The US supreme court will hear arguments on Wednesday over whether Donald Trump can reverse generations of precedent and deny birthright citizenship to babies born on US soil, which would impact hundreds of thousands of children annually.
As of Wednesday morning, and per his official schedule sent out by the White House, the US president has plans to sit in on the hearing.
On his first day in office, Trump issued an executive order that sought to undo birthright citizenship, overriding the US constitution – or, as his administration has argued, interpret the constitution correctly, in defiance of supreme court precedent.
If the court rules against Trump, it would be a major hit for one of his biggest policy changes, coming after the court struck down his tariffs, another of his signature policies. It would likely anger the president, who earlier this week claimed that other countries are “selling citizenships” to the US and attacked the federal court system as “stupid” on Truth Social.
Democratic state attorneys general and advocacy groups immediately filed lawsuits against the order, arguing it extends beyond Trump’s authority. The supreme court will hear Trump v Barbara, a class action brought by parents of children who would be affected by the change.
“This Order seeks to strip away the ‘priceless treasure’ of citizenship … threatening them with a lifetime of exclusion from society and fear of deportation from the only country they have ever known,” the American Civil Liberties Union (ACLU) wrote in its initial filing of the class action case in federal court in New Hampshire last year. “But that is illegal. The Constitution and Congress – not President Trump – dictate who is entitled to full membership in American society.”
The 14th amendment, adopted in 1868 during the reconstruction era after the US civil war to codify the rights of Black Americans and reverse the Dred Scott decision, confers citizenship to “all persons born or naturalized in the United States, and subject to the jurisdiction thereof”.
The Trump administration argues the phrase “subject to the jurisdiction thereof” means babies born in the US to people who are not lawfully present in the country are not citizens. The executive order says this includes when neither of a person’s parents were US citizens or lawful permanent residents, or if a parent has legal, but temporary, status.

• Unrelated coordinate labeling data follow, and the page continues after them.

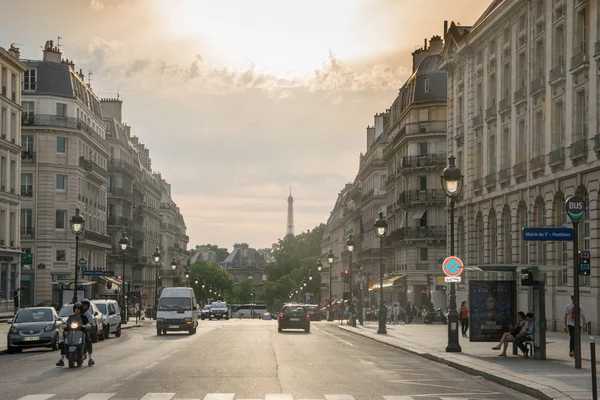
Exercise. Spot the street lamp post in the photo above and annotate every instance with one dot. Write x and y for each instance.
(156, 257)
(452, 182)
(330, 261)
(350, 246)
(124, 242)
(380, 231)
(77, 227)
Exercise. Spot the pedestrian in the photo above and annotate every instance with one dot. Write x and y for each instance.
(463, 312)
(570, 322)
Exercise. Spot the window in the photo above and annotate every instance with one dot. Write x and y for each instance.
(61, 110)
(61, 145)
(61, 217)
(61, 182)
(26, 184)
(29, 80)
(423, 256)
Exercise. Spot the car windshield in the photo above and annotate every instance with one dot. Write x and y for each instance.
(297, 309)
(101, 307)
(175, 304)
(34, 315)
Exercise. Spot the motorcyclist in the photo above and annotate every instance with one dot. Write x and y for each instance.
(88, 312)
(78, 310)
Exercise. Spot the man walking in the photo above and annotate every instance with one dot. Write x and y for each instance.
(570, 323)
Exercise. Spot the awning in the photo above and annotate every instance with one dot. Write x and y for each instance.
(389, 284)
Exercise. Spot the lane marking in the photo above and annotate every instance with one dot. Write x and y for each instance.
(335, 337)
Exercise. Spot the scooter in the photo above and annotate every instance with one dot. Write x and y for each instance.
(435, 315)
(75, 343)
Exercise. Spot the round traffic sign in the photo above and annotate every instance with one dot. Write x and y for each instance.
(452, 266)
(575, 208)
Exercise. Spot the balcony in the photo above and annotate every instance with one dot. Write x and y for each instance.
(490, 180)
(93, 169)
(28, 157)
(424, 160)
(27, 232)
(537, 164)
(504, 175)
(96, 237)
(431, 196)
(557, 157)
(504, 105)
(122, 193)
(578, 150)
(520, 170)
(490, 113)
(537, 86)
(520, 96)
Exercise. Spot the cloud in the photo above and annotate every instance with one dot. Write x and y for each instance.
(118, 63)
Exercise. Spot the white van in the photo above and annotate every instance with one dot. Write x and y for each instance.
(177, 311)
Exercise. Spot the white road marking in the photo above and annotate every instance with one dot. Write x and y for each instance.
(333, 336)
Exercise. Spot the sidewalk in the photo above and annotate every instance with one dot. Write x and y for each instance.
(555, 378)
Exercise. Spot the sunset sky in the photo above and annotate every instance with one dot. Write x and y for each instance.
(239, 100)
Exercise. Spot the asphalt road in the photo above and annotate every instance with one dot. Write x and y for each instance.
(241, 359)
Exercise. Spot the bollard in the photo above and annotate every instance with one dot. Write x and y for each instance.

The order would apply to those born in the US after 19 February 2025. The Migration Policy Institute estimated this change would increase the population of unauthorized immigrants significantly – “by an additional 2.7 million by 2045 and by 5.4 million by 2075”, a projection released last May said, based on an average of about 255,000 children born under these parameters each year.
One named plaintiff in the case is a Honduran citizen with a pending asylum application in the US who was expecting her fourth child. Another is a citizen of Taiwan who has been in the US for 12 years whose fourth child would be affected by the order; her three other children are US citizens. A third is a father, a Brazilian citizen living in the US for the past five years, whose first child was born in March 2025, after the order would be in place if it’s legally upheld.
“She fears her child will be unjustly denied the security, rights, and opportunities that come with US citizenship, leaving their future in doubt,” the lawsuit said of the person with the pseudonym Barbara.
The ACLU argues ending birthright citizenship would create “a permanent subclass of people born in the United States who are denied their rights as American citizens,” noting the case’s high stakes, “whether America will preserve the country’s tradition from its founding and constitutional promise that every child born here belongs here.”
The president cannot unilaterally overturn a constitutional amendment; that requires congressional action. But the administration is arguing not that they’re overturning the amendment, but rather interpreting it according to its intended meaning. The Trump administration wants the supreme court to reinterpret the amendment and allow the order to be enforced, overriding more than 125 years of legal precedent.
The landmark decision on birthright citizenship, United States v Wong Kim Ark, made clear that a child born to parents of Chinese descent who had permanent “domicile” in the US would be a US citizen at the time of birth under the 14th amendment. The Trump administration argues “domicile”, meaning a permanent residence, is a critical part of the interpretation, despite the word not appearing in the amendment itself.
“Birthright Citizenship was not meant for people taking vacations to become permanent Citizens of the United States of America, and bringing their families with them, all the time laughing at the ‘SUCKERS’ that we are!” the president wrote on Truth Social last year.
The administration is relying in part on the legal arguments of a white supremacist from the late 1800s, the Washington Post reported. John Eastman, a lawyer who worked with Trump to try to overturn the 2020 election results, is also a key proponent of the effort to overturn birthright citizenship, Politico reported.
While most conservative legal scholars believe the 14th amendment has been interpreted correctly, more in recent years have come to believe Trump could win. Two legal scholars wrote in the New York Times last year that “the justices will find that the case for Mr Trump’s order is stronger than his critics realize.”